Ahora su amigo parecía chillarle algo directamente a la cara, pero Dozer se concentró en los pequeños salivajos que salían espurreados; se fijó en cómo brillaban con la luz dorada del atardecer, y ensimismado como estaba le pareció extrañamente hermoso. Entonces algo tiró de José hacia atrás, que cayó de espaldas contra las tablas del bote. Para Dozer todo se ejecutaba como a cámara lenta, y mientras los muertos que habían conseguido arrastrarse desde el agua hasta el bote sujetaban con manos terribles a su compañero, se fue… y la realidad pintada con trazos de color sepia y dorados, se mezcló con imágenes remotas de cuando conoció a Uriguen y velaban juntos por la seguridad de Carranque. Cuando se creían invencibles y corrían entre los zombis cubriéndose unos a otros.
Cerró los ojos.
José gritaba sintiendo el nauseabundo aliento de los muertos cerca del hombro por el que lo tenían preso. Llamó a Dozer y llamó a Susana, pero ninguno de los dos parecía hacer nada por ayudarlo. Susana era una forma doblada sobre sí misma, y Dozer parecía una especie de Buda entregado a la meditación. El sol brillaba en su cabello cortado a cepillo, pero no se inmutaba.
Por fin, a pesar del dolor lacerante se incorporó como pudo y se libró de la garra mortal del muerto. El fusil estaba en el suelo parcialmente mojado por el agua que había entrado en el bote, pero cuando se giró para usarlo descubrió que seguía en perfectas condiciones. Esta vez debido a la proximidad, la sangre tibia y espesa le salpicó en la cara y la ropa, pero los zombis cayeron de nuevo al agua privados ya del hálito de la vida que Necrosum les prestaba.

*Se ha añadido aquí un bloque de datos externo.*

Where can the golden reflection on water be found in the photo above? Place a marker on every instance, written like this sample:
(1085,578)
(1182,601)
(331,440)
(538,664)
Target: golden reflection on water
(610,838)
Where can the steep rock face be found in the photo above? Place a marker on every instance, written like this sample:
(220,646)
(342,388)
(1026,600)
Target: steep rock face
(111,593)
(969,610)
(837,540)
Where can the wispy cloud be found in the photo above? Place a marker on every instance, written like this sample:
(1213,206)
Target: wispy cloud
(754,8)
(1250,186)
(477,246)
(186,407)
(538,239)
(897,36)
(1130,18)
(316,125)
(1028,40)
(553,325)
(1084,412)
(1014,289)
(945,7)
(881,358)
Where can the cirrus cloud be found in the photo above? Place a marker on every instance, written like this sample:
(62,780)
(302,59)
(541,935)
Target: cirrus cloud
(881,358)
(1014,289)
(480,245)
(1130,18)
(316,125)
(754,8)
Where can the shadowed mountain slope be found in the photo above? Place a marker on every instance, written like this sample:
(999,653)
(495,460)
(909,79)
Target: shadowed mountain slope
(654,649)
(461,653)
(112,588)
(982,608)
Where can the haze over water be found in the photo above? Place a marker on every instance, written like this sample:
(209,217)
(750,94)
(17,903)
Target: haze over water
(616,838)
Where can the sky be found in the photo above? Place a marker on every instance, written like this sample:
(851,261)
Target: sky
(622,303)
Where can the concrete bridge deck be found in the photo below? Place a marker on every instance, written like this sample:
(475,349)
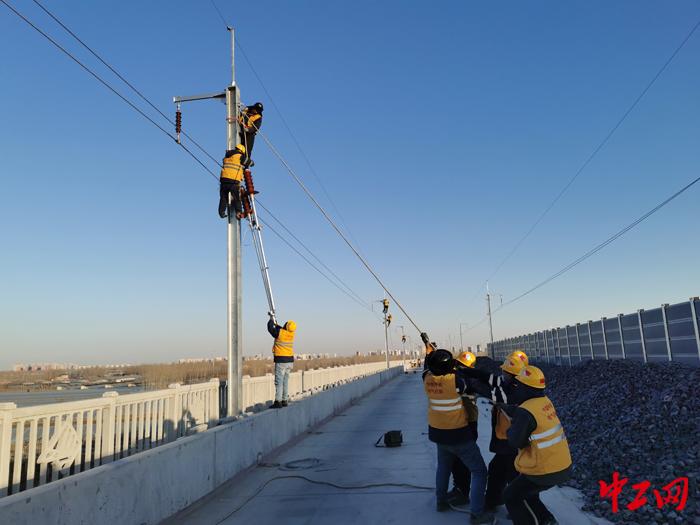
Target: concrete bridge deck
(341,451)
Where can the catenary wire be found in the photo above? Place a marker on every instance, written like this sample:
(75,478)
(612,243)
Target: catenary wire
(119,75)
(139,111)
(287,127)
(335,227)
(106,84)
(590,158)
(289,232)
(603,244)
(310,263)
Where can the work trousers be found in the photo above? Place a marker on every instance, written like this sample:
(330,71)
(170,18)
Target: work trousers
(226,188)
(461,476)
(522,499)
(282,371)
(468,452)
(501,472)
(248,140)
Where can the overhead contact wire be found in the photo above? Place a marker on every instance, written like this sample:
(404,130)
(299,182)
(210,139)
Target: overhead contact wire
(336,228)
(595,152)
(603,244)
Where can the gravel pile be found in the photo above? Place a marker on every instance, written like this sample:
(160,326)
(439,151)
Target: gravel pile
(642,421)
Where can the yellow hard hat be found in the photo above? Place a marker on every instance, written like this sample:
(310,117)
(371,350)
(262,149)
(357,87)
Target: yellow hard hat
(531,376)
(467,359)
(520,355)
(512,365)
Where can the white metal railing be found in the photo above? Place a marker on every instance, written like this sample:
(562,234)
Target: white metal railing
(261,390)
(40,444)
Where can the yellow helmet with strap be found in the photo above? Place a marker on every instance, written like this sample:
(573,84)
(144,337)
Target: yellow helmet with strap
(519,354)
(531,376)
(467,359)
(512,365)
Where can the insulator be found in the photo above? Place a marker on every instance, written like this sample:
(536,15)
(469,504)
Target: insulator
(249,186)
(247,209)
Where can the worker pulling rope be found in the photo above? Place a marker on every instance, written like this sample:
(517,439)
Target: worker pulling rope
(337,229)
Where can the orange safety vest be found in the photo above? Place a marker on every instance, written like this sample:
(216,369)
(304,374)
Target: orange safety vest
(233,169)
(445,408)
(548,450)
(502,424)
(284,344)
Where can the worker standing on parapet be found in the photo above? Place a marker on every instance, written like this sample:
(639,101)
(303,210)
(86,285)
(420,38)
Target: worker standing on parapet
(230,182)
(543,460)
(449,429)
(283,350)
(251,121)
(461,476)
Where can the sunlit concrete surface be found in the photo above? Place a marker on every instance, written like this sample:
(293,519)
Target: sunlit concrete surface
(342,451)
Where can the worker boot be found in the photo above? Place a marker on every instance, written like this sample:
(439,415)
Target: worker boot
(442,505)
(485,518)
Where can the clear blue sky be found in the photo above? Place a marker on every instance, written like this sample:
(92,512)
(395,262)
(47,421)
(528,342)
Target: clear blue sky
(441,132)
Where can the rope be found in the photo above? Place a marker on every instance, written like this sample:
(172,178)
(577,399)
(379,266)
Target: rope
(336,228)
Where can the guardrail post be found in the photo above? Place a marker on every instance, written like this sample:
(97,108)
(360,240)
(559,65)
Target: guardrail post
(109,417)
(605,337)
(213,415)
(668,339)
(578,342)
(174,412)
(694,313)
(622,337)
(6,410)
(641,334)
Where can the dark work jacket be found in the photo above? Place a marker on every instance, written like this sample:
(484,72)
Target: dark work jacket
(522,424)
(274,330)
(498,392)
(455,436)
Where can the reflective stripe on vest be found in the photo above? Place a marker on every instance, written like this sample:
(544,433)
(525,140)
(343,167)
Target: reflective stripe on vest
(232,169)
(445,410)
(548,451)
(284,344)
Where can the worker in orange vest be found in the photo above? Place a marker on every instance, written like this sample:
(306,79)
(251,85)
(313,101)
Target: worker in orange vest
(283,350)
(449,428)
(543,459)
(251,121)
(230,181)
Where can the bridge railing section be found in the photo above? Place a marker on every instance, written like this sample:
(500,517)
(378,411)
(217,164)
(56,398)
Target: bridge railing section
(261,390)
(40,444)
(668,333)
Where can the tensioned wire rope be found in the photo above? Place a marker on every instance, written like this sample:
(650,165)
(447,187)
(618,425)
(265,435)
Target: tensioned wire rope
(591,252)
(286,125)
(356,297)
(592,156)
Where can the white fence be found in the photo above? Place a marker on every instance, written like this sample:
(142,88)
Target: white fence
(261,390)
(40,444)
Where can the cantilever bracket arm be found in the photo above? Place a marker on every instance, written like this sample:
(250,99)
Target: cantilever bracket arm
(205,96)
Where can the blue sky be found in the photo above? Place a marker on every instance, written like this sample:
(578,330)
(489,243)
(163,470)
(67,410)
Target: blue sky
(440,133)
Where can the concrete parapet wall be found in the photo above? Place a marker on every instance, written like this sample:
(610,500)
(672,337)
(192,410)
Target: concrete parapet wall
(149,487)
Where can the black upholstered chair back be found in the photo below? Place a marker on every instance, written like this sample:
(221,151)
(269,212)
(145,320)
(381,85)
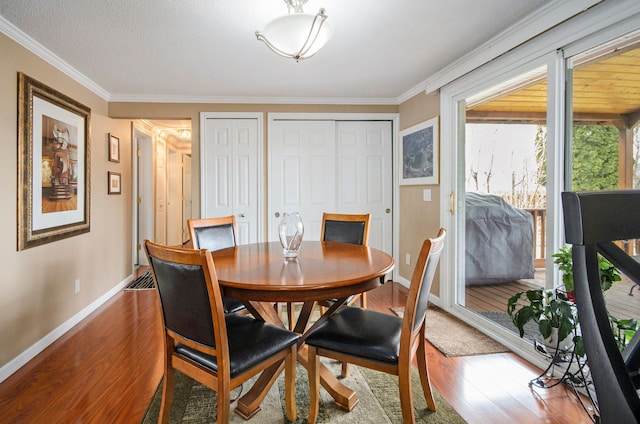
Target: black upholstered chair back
(191,302)
(346,228)
(593,222)
(184,300)
(213,233)
(422,279)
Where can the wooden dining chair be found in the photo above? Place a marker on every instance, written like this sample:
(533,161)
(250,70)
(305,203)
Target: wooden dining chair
(347,228)
(381,341)
(594,223)
(218,349)
(216,234)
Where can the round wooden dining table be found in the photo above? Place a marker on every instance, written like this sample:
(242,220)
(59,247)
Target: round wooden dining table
(260,276)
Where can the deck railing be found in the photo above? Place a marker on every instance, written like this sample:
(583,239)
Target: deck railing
(539,235)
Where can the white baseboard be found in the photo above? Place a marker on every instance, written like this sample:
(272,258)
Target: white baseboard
(22,359)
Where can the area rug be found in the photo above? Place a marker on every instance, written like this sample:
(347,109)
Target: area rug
(145,281)
(531,330)
(377,391)
(453,337)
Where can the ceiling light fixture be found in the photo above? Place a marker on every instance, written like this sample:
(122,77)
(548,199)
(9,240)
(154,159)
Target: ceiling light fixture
(297,35)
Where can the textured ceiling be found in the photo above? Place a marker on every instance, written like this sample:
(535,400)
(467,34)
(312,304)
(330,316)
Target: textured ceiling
(163,49)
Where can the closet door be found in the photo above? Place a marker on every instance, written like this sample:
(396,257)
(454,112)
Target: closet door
(229,172)
(365,176)
(318,166)
(302,173)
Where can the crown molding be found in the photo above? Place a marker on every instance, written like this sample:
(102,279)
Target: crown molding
(126,98)
(524,30)
(45,54)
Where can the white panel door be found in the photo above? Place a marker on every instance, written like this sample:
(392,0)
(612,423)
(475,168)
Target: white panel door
(229,173)
(302,169)
(364,176)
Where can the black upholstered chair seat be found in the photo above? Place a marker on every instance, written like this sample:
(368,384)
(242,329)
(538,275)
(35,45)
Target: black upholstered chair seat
(232,305)
(360,332)
(250,343)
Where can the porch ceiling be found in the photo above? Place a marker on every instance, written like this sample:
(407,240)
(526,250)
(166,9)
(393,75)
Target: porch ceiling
(606,89)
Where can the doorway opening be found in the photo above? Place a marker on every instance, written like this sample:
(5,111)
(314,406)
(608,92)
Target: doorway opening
(162,183)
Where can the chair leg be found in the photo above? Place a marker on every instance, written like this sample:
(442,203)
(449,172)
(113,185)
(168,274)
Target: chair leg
(290,383)
(314,385)
(345,370)
(290,316)
(167,395)
(423,370)
(406,395)
(224,399)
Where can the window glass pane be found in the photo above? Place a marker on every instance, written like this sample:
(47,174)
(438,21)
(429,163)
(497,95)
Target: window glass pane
(505,188)
(603,140)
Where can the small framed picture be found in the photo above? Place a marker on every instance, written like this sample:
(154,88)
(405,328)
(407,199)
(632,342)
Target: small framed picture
(114,148)
(419,156)
(114,183)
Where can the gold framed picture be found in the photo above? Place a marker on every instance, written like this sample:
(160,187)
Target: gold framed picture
(53,164)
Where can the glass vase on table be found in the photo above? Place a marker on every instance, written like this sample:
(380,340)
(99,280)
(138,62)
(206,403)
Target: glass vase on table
(290,232)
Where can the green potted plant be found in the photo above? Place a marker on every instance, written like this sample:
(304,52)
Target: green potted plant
(554,310)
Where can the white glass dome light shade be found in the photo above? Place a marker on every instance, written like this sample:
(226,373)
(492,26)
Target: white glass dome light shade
(297,35)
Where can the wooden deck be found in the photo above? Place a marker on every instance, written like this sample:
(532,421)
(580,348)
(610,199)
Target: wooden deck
(494,297)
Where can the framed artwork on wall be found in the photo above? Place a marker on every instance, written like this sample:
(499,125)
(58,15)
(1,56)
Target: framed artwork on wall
(419,153)
(114,148)
(114,181)
(53,165)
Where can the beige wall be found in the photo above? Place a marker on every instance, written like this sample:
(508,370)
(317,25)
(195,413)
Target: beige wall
(418,219)
(37,284)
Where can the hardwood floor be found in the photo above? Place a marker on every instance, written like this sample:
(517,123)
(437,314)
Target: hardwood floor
(106,369)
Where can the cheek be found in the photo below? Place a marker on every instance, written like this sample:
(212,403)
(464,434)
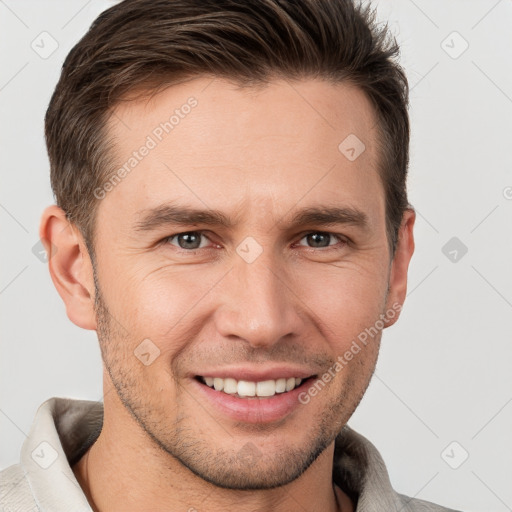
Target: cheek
(346,299)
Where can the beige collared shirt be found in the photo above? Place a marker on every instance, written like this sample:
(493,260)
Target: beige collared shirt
(64,429)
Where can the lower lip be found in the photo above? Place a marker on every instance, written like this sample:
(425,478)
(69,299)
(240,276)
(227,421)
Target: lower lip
(253,410)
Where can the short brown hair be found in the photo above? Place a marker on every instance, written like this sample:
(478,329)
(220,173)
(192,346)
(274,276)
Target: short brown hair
(153,43)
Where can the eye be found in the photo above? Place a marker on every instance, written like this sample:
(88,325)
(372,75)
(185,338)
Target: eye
(319,239)
(189,240)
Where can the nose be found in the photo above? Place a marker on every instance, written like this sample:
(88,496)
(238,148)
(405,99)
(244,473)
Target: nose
(258,304)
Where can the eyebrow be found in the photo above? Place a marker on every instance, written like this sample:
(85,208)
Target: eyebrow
(170,214)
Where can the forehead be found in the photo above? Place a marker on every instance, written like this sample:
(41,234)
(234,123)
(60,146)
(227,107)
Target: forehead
(209,143)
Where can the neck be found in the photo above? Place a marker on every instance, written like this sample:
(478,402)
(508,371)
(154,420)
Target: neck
(125,470)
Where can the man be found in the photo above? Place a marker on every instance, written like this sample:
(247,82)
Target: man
(232,220)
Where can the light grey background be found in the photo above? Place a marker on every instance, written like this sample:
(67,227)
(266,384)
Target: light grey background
(444,374)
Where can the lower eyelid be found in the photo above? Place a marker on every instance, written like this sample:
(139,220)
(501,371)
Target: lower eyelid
(168,239)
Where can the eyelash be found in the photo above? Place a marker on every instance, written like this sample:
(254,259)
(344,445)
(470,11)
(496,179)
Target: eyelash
(343,240)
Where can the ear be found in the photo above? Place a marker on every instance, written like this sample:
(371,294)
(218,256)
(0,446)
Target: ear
(70,266)
(399,266)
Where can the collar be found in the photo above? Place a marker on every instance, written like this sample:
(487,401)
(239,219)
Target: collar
(64,429)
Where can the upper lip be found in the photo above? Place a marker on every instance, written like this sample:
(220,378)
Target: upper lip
(252,374)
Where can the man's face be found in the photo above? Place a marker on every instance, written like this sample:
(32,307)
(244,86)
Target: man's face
(260,293)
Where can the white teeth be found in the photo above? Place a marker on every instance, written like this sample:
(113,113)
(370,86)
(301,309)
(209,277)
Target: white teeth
(230,386)
(266,388)
(245,388)
(280,385)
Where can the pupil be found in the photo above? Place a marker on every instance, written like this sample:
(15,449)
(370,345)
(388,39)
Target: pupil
(189,241)
(318,238)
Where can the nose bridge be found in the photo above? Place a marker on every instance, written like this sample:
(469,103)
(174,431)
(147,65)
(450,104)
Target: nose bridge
(257,305)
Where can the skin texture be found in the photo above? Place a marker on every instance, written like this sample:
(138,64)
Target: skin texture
(257,155)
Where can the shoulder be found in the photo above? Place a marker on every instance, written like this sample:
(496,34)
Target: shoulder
(15,492)
(415,505)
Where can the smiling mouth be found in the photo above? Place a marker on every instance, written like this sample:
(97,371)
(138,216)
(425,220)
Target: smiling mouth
(250,389)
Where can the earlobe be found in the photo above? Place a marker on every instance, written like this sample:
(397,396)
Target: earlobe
(70,266)
(399,266)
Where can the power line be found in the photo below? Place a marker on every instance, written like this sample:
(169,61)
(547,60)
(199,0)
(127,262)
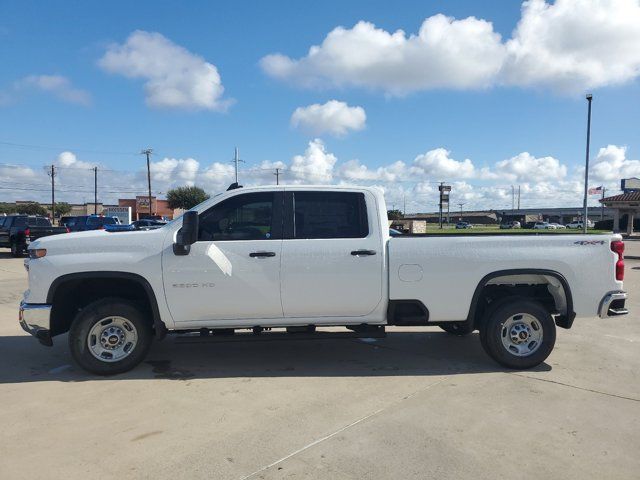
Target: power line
(43,147)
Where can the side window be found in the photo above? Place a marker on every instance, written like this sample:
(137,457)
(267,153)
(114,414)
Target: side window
(243,217)
(330,215)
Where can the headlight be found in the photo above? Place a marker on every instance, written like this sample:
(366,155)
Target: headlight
(37,252)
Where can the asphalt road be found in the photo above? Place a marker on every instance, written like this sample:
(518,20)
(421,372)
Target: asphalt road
(417,404)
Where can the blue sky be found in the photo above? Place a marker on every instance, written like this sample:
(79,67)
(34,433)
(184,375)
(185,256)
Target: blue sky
(491,119)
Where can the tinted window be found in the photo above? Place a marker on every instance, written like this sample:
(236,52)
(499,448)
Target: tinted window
(330,215)
(243,217)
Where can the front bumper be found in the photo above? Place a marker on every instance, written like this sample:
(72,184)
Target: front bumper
(612,305)
(36,319)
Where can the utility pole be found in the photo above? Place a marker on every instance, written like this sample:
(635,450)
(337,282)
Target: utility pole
(52,174)
(585,218)
(236,160)
(95,190)
(148,152)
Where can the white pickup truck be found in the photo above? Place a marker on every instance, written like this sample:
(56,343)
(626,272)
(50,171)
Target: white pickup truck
(304,257)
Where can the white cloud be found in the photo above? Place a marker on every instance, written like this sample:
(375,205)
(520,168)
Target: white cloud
(524,167)
(353,170)
(334,117)
(573,45)
(445,53)
(568,46)
(437,164)
(70,160)
(56,85)
(611,165)
(315,165)
(174,77)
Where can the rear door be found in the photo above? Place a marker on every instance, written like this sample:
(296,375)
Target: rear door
(331,254)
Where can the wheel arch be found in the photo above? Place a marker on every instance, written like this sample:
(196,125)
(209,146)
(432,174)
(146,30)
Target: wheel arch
(561,295)
(62,313)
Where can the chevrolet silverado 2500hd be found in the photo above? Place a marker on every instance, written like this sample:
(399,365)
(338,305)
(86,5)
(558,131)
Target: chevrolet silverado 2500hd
(306,257)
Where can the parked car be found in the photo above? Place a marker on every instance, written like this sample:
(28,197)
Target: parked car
(83,223)
(226,264)
(544,226)
(18,231)
(508,225)
(579,224)
(148,224)
(65,221)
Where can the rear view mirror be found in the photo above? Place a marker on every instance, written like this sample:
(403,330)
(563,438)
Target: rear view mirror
(188,234)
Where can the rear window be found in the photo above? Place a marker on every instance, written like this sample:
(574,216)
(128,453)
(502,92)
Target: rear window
(330,215)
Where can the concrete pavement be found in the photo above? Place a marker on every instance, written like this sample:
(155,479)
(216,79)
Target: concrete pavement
(418,404)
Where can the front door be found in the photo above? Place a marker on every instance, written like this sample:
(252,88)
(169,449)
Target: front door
(233,270)
(331,256)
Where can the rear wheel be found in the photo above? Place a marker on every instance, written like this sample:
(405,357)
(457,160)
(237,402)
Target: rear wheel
(110,336)
(459,329)
(518,334)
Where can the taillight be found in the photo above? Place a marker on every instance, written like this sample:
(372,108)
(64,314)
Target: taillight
(617,246)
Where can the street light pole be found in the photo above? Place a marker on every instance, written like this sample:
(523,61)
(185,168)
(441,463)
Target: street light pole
(585,216)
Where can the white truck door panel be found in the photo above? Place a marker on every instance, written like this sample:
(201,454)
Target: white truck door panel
(322,276)
(233,270)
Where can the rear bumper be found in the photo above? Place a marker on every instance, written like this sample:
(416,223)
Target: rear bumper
(36,319)
(612,305)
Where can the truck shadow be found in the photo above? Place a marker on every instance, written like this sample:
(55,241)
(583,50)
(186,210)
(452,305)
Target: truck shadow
(402,353)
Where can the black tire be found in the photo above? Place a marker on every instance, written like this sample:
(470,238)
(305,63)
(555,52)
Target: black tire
(96,312)
(492,331)
(458,329)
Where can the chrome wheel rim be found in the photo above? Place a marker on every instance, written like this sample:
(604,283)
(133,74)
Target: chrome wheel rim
(112,339)
(521,334)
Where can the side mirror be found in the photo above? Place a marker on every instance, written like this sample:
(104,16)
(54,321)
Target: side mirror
(188,234)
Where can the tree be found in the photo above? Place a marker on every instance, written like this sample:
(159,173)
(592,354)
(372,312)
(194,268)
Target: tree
(62,208)
(186,197)
(394,214)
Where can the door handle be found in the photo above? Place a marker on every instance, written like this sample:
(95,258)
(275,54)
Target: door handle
(262,254)
(359,253)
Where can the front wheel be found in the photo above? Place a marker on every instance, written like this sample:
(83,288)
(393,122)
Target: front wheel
(110,336)
(519,334)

– ¡SUSANA! -gritó. Tuvo que abrir las piernas y flexionar las rodillas para no perder el equilibrio, porque el bote se zarandeaba ya peligrosamente. Las manos que tanteaban el reborde de la barca era lo peor; las había por todas partes, tentando, buscando. Utilizó la culata para descargarla sobre la que tenía más a mano y el ruido crujiente y desgarrador de los dedos machacados le repugnó sobremanera.
– ¡Dozer! -llamó de nuevo. -¡Por Dios, AYUDADME!
Pero entonces vio algo: la figura amenazante de un espectro que levantaba los brazos a medida que se hacía más y más grande detrás de Dozer. El sol brillaba justo a su espalda, de manera que José sólo veía la silueta negra y ominosa como si se tratase de una extraña ave sin plumaje.
El corazón se le aceleró; estaba tan cerca de Dozer que casi podía ya escuchar el sonido de los tendones del cuello crujiendo bajo sus manos. Tuvo que hacer acopio de energías para conseguir vencer el bloqueo que el terror le insuflaba.